Stenhouse wins in Iowa
The breakthrough was provided by Ricky Stenhouse Jr.—and it wasn’t a fluke either.
Stenhouse held off the only Cup points contenders in the field, Carl Edwards and Brad Keselowski, and became the first Nationwide regular to pick up a victory since Justin Allgaier won at Bristol in March of 2010.
“I think it feels good for the Nationwide guys. I don’t think we’re the only Nationwide regular that’s going to win a race this year,” Stenhouse said. “To be that first one it feels good.”
Edwards, who won the Sprint All-Star Race at Charlotte on Saturday night, fell behind his Roush-Fenway teammate with 18 laps to go and finished second.

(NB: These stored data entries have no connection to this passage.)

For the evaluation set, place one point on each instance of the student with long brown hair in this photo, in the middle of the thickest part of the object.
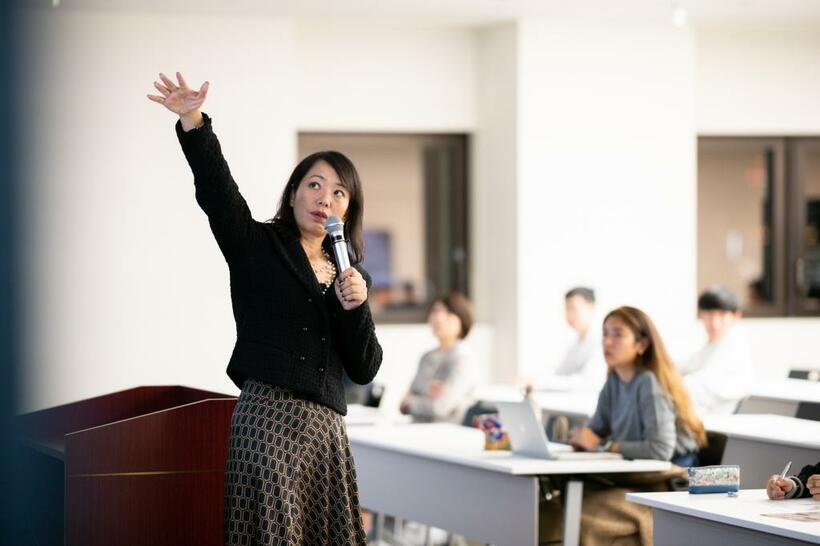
(644, 411)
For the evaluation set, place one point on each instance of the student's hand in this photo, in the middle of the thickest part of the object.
(351, 289)
(404, 407)
(585, 440)
(813, 485)
(777, 488)
(181, 99)
(435, 389)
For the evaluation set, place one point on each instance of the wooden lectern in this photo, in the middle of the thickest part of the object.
(144, 466)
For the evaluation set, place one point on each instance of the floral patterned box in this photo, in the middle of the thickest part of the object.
(714, 479)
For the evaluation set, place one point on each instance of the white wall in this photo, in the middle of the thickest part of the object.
(494, 197)
(758, 81)
(126, 286)
(606, 186)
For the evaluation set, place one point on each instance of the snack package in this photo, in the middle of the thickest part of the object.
(495, 437)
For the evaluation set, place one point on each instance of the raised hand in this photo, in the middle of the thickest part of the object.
(178, 97)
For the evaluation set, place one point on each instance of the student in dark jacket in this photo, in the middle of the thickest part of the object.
(805, 484)
(300, 322)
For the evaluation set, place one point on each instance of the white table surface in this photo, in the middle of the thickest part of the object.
(465, 446)
(580, 403)
(742, 511)
(772, 429)
(796, 390)
(358, 415)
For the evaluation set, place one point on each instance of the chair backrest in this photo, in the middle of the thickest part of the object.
(806, 374)
(808, 410)
(479, 408)
(713, 452)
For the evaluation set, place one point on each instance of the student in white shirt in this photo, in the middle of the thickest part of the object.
(718, 376)
(583, 366)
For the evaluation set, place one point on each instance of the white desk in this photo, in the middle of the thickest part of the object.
(761, 444)
(439, 474)
(683, 519)
(780, 397)
(359, 415)
(573, 404)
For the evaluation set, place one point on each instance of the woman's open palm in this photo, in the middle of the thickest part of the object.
(178, 97)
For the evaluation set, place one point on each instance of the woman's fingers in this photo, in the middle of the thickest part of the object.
(182, 83)
(168, 83)
(162, 89)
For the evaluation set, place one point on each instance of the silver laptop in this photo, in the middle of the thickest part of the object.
(528, 437)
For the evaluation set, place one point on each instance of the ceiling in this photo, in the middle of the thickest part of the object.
(473, 13)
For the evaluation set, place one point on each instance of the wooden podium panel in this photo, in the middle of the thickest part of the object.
(139, 467)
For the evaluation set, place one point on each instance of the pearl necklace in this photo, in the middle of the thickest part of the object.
(325, 271)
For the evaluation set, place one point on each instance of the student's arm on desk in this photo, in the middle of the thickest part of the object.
(805, 484)
(598, 427)
(659, 432)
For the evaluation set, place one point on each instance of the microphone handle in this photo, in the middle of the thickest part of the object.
(342, 259)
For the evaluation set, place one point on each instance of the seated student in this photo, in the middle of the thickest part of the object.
(718, 376)
(582, 367)
(805, 484)
(442, 387)
(643, 410)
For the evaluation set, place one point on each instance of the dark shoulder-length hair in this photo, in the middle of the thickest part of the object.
(349, 178)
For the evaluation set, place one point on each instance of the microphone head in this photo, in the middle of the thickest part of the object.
(334, 226)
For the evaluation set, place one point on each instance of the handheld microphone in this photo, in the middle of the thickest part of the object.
(336, 230)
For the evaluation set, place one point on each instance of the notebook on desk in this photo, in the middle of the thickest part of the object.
(528, 437)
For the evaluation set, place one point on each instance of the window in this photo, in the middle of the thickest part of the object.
(758, 222)
(415, 215)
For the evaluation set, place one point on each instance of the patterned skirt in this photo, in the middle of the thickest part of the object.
(290, 478)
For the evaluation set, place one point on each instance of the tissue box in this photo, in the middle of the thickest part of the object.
(714, 479)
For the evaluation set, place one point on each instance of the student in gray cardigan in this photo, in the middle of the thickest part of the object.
(443, 385)
(643, 412)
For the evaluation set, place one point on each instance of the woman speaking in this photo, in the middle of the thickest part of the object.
(290, 478)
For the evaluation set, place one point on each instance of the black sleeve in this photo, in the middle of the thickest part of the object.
(358, 346)
(216, 192)
(807, 471)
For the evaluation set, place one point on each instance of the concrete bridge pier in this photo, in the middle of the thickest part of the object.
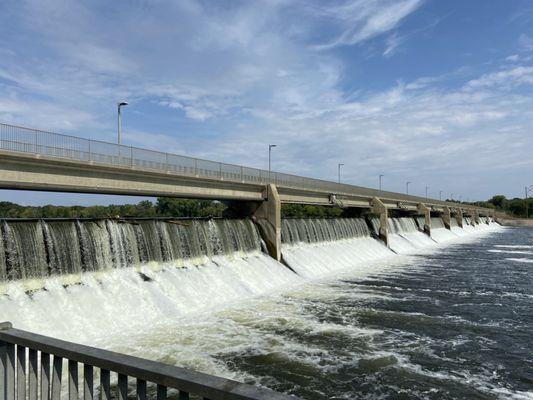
(266, 215)
(459, 217)
(268, 218)
(379, 208)
(447, 218)
(475, 217)
(426, 211)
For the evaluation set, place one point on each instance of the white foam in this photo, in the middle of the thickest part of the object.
(523, 260)
(510, 251)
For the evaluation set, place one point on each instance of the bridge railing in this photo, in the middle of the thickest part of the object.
(32, 368)
(25, 140)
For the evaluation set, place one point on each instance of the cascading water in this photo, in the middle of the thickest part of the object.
(143, 295)
(405, 235)
(40, 249)
(439, 232)
(127, 269)
(315, 247)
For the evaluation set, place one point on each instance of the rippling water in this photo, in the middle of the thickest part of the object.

Keselowski, who captured the inaugural Nationwide event at Iowa in 2009, was third, followed by Reed Sorenson and Elliott Sadler.
Kenny Wallace, whose brother Rusty designed Iowa’s 7/8th-mile oval, joined Jason Keller as the only drivers to run 500 Nationwide races. He finished a season-best sixth.
Roush-Fenway teammates Stenhouse and Edwards swapped the lead a number of times down the stretch, but Stenhouse slipped free late and beat Edwards by over four seconds.
Stenhouse came out on top after the 17th and final lead change of the race and earned his first victory in 51 starts, giving the entire Nationwide series a boost in the process.
“I’m very happy for Ricky,” Keselowski said. “It’s good to see a Nationwide regular come out there and win a race.”
It’s been a little while.”
Allgaier, who started in the back after wrecking his main car in practice, stayed out while others were pitting and took a brief lead about 40 laps from the finish. Brian Scott then spun out in front of the leaders, drawing out a caution flag that put Edwards back in front with Stenhouse.
Given recent history, it seemed inevitable that Edwards would eventually grab the lead and pull off the weekend sweep. But it was Stenhouse’s No. 6 car that proved to be the strongest.
“The Mustang was just so fast all day. I was babying there for a little while and riding around with Carl, but I think when I drove it hard, it would take it,” Stenhouse said.
Edwards didn’t crumple the No. 60 car like he did to the No. 99 after winning the All-Star Race Saturday night, but in hindsight he might have tweaked it a bit too much during a late pit stop.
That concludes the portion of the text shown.